Updating The Development Database Dump

When the database schema changes or new models/data are added to staging, it may be necessary to update the database dump used to setup the develoment environment. To create the database dump, do the following:

Downoad the azavea-climate.pem SSH key from the fileshare and add it to your virtual machine's ssh-agent.

Setup an SSH tunnel from your virtual machine, through the bastion host, to the database instance:

ssh -A -l ec2-user -L <local port>:database.service.climate.internal:5432 -Nf bastion.staging.climate.azavea.com

After the SSH tunnel is setup, run pg_dump to take a backup of Staging and save it in the database_backup folder:

$ pg_dump -U climate -d climate -p <local port> -h localhost  -v -O -Fc -f database_backup/cc_dev_db.dump

Where -O ignores table permissions, -p is the port forwarded to the bastion host, -h is the database host, and -Fc ensures that the dump is in the pg_restore custom format.

Once that backup has completed and you have the dump locally, Console into the postgres container and use pg_restore to load the database.:

$ ./scripts/console postgres /bin/bash
# pg_restore -j 4 -v -O -d climate -U climate /opt/database_backup/cc_dev_db.dump

After the backup is loaded, decrease the size of the database by removing ClimateData for all cities but Phoenix, AZ, Philadelphia, PA, and Houston, TX. Additionally, ClimateUser, Session objects, Tokens, UserProfiles and Projects should be removed.
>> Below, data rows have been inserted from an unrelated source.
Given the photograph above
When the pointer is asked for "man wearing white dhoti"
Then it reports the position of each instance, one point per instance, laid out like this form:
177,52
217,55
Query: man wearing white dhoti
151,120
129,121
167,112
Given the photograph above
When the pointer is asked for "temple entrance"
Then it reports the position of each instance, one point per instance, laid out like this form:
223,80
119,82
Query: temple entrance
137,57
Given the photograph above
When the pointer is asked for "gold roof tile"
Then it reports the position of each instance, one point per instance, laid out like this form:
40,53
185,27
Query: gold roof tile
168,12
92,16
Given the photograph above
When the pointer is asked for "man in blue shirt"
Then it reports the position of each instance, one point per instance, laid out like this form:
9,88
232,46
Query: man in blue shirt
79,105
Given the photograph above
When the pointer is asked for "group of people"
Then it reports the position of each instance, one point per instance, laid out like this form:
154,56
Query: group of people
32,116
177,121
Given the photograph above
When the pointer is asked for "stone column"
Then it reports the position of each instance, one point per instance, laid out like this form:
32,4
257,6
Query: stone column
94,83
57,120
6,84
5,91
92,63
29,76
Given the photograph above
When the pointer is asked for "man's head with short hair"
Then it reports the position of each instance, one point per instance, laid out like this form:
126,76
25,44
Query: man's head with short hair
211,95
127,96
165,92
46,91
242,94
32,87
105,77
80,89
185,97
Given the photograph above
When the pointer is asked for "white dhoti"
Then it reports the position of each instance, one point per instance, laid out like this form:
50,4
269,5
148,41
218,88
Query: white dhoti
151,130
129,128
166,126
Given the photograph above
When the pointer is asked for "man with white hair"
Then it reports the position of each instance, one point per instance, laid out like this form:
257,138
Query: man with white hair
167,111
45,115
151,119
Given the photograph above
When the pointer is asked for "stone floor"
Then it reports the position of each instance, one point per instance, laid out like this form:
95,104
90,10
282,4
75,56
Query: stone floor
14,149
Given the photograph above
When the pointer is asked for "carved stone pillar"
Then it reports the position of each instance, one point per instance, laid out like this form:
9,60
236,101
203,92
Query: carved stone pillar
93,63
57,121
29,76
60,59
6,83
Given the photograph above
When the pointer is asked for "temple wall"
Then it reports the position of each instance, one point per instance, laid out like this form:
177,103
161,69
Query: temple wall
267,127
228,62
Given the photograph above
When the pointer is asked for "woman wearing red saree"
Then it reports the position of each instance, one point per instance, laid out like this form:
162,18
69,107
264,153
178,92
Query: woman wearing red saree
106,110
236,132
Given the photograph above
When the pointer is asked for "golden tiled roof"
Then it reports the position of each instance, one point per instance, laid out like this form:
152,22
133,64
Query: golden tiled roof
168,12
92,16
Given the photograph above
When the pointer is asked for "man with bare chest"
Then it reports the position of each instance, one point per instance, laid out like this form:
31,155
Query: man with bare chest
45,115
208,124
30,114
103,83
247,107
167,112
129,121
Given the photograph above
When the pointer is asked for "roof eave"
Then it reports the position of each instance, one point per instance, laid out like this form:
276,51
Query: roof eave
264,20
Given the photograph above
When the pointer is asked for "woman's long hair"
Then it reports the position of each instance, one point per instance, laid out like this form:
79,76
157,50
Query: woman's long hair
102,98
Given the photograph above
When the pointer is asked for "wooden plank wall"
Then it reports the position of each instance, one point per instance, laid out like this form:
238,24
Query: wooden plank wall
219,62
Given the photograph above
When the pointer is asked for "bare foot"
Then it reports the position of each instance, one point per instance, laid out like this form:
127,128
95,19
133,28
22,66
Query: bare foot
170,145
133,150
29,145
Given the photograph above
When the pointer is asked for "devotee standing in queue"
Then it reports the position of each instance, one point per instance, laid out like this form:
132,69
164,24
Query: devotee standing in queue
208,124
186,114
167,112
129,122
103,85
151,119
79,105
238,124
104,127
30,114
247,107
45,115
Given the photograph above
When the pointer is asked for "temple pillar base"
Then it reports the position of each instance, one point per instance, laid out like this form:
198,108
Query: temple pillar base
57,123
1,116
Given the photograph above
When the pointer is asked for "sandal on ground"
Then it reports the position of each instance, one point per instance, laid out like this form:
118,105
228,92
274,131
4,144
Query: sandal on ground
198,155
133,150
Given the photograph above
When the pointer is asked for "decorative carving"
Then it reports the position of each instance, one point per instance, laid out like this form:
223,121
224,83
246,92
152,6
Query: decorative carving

From inside the VM, do::

$ ./scripts/console django './manage.py shell_plus'

And from the django console, do:

# Delete all climate users
In [1]: ClimateUser.objects.all().delete()
Out[1]:
(38,
 {'admin.LogEntry': 0,
  'authtoken.Token': 12,
  'user_management.ClimateUser': 12,
  'user_management.ClimateUser_groups': 0,
  'user_management.ClimateUser_user_permissions': 0,
  'user_management.UserProfile': 8,
  'user_projects.Project': 6})

# Delete all User sessions
In [2]: Session.objects.all().delete()
Out[2]: (36, {'sessions.Session': 36})

# Delete all cities whose names are not Philadelphia, Houston or Phoenix
In [3]: City.objects.exclude(name__in=['Philadelphia', 'Houston', 'Phoenix']).delete()
Out[3]: (14, {'climate_data.City': 7, 'climate_data.CityBoundary': 7})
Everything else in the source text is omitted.